Voilà l'idée géniale que Théo avait eu.

Dès le lendemain, il descendit dans le jardin, une boîte de chocolats à la main. Il s'assit dans un coin du jardin, posa la boîte de chocolat, et y scotcha la courte lettre qu'il avait écrit. Il posa ensuite sa main sur la boîte et ferma les yeux. Quand il les rouvrit, la boîte avait disparue. Fébrile, il fixa l'endroit où elle se tenait, jusqu'à ce qu'elle réapparaisse, complètement vide.

Il l'attrapa, retourna dans la maison et courut dans les escaliers où il trébucha sur la dernière marche. Arrivé dans sa chambre, il ferma la porte et s'assit à son bureau. Il jeta à peine un regard à la boîte de chocolats vide et se saisit de la lettre.

Quand il se rendit compte que la réponse qu'il attendait tant avait été gravée, il prit une feuille de papier vierge et entreprit de la recopier lettre par lettre. Cela fut assez rapide, car il n'y avait que quelques mots : « Gratias. Deus es ? Mercurius es ? ».

Il relut ces mots et se frappa la tête en se traitant d'idiot lorsqu'il comprit que ce n'était pas de l'italien.

- Évidemment que c'est pas de l'italien ! Ils parlaient pas forcément italien avant !

Il sortit son téléphone et ouvrit une application de traduction.

- C'est du latin ? Je suis vraiment bête des fois. Qu'est-ce que ça pouvait être d'autre ? Franchement je m'auto-désespère là. Mes parents sont archéologues et je suis incapable de reconnaître du latin. S'ils l'apprennent je suis mort. Bon, du coup ça veut dire quoi ? « Merci. Es-tu un dieu ? Es-tu Mercure ? ». Ah. Alors, non je suis pas un dieu.

Il réfléchit un instant.

- Du latin plus Mercure égal l'Antiquité romaine. Je pensais pas que je pouvais envoyer quelque chose aussi loin dans le passé. C'est cool ! Mais faudra que j'écrive en latin. C'est moins cool.

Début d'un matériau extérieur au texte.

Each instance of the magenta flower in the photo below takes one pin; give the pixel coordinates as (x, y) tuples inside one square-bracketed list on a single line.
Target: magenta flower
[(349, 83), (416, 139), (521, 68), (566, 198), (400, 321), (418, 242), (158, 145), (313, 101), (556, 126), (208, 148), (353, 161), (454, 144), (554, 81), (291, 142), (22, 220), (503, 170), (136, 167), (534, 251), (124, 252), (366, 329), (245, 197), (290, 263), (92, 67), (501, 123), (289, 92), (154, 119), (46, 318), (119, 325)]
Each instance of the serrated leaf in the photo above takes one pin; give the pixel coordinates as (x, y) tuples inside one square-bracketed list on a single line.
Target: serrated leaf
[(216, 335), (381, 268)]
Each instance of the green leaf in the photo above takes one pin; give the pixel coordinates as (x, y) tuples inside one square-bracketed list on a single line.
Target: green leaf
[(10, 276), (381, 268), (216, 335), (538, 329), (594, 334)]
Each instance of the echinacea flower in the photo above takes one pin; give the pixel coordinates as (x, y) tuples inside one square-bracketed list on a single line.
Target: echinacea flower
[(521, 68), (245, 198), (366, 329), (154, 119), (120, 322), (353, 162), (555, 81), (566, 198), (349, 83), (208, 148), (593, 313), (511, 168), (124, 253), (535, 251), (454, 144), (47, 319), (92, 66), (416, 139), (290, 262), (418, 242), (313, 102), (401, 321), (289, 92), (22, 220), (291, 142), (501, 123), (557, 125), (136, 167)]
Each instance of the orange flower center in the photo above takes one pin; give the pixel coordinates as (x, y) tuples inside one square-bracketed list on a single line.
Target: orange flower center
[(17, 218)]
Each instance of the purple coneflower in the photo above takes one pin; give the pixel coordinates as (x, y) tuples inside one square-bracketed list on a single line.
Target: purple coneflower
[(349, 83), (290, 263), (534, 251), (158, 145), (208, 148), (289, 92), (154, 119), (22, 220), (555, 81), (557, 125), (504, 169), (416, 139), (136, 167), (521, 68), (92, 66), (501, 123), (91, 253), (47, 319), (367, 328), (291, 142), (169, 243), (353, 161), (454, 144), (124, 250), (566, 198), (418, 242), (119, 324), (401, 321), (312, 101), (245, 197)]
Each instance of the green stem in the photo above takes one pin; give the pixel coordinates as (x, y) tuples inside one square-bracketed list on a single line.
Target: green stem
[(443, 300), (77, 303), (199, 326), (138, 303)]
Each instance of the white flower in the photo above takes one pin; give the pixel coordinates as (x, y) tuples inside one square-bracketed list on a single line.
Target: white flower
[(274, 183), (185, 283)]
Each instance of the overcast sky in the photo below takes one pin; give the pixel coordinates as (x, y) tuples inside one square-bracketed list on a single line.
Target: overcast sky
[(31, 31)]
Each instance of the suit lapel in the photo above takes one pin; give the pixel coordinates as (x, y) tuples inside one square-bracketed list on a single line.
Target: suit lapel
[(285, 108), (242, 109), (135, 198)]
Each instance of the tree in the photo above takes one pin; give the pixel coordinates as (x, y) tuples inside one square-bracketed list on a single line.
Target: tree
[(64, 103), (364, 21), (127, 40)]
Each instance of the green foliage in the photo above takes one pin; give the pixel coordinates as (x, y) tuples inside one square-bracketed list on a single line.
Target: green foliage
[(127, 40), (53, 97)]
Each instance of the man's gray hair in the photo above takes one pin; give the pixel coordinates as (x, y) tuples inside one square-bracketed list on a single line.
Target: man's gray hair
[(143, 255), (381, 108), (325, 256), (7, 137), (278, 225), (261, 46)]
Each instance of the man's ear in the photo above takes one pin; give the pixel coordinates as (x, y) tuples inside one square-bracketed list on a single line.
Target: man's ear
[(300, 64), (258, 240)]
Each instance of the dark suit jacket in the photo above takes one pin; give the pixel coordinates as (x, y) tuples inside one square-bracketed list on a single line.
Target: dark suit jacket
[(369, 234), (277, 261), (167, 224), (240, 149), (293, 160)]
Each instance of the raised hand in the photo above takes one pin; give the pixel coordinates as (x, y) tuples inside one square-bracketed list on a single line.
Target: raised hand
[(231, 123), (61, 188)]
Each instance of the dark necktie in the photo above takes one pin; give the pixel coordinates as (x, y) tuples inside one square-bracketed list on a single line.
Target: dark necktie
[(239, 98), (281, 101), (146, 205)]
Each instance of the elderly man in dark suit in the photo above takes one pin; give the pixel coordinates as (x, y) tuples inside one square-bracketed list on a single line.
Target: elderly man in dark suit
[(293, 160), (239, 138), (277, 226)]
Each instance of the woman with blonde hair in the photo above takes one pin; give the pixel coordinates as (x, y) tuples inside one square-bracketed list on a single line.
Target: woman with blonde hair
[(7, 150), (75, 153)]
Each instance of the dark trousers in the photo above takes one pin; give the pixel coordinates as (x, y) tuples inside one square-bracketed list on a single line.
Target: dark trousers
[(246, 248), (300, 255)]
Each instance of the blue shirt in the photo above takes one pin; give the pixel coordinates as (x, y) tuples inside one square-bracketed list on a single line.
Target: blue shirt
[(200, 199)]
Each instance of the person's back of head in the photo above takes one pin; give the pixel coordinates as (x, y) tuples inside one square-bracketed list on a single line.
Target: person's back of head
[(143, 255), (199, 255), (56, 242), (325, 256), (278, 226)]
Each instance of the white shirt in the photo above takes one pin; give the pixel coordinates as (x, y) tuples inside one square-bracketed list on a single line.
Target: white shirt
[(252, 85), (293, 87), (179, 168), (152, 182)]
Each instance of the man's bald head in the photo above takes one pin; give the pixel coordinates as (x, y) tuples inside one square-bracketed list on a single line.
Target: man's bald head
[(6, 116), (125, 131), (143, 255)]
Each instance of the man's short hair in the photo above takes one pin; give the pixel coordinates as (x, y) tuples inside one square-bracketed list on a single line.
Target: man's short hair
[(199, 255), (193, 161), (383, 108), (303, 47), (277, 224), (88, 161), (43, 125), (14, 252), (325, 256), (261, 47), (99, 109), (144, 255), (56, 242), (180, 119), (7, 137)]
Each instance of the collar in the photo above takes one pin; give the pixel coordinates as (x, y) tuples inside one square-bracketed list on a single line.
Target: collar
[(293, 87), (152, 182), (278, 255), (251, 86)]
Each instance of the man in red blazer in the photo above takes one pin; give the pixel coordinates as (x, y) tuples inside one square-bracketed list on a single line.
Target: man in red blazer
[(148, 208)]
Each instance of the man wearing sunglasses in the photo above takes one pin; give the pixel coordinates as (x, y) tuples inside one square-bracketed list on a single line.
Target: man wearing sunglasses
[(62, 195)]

Le lendemain, il envoya une nouvelle lettre, cette fois ci en latin, où il expliquait qui il était. Au bout de plusieurs jours et autant de lettres, il avait réussi à convaincre son interlocuteur, ou plutôt son interlocutrice, qu'il ne mentait pas. Il renonça cependant à trouver en quelle année vivait sa nouvelle amie après avoir compris que les romains n'utilisaient pas le même calendrier.

Les jours passèrent, et chaque fois que Théo passait devant le parc archéologique de Pompéi, où travaillaient ses parents, un doute grandissait en lui. Pour le dissiper, il demanda à Tullia si le Vésuve était déjà détruit une partie de la ville. Mais sa réponse négative ne fit que l'inquiéter davantage.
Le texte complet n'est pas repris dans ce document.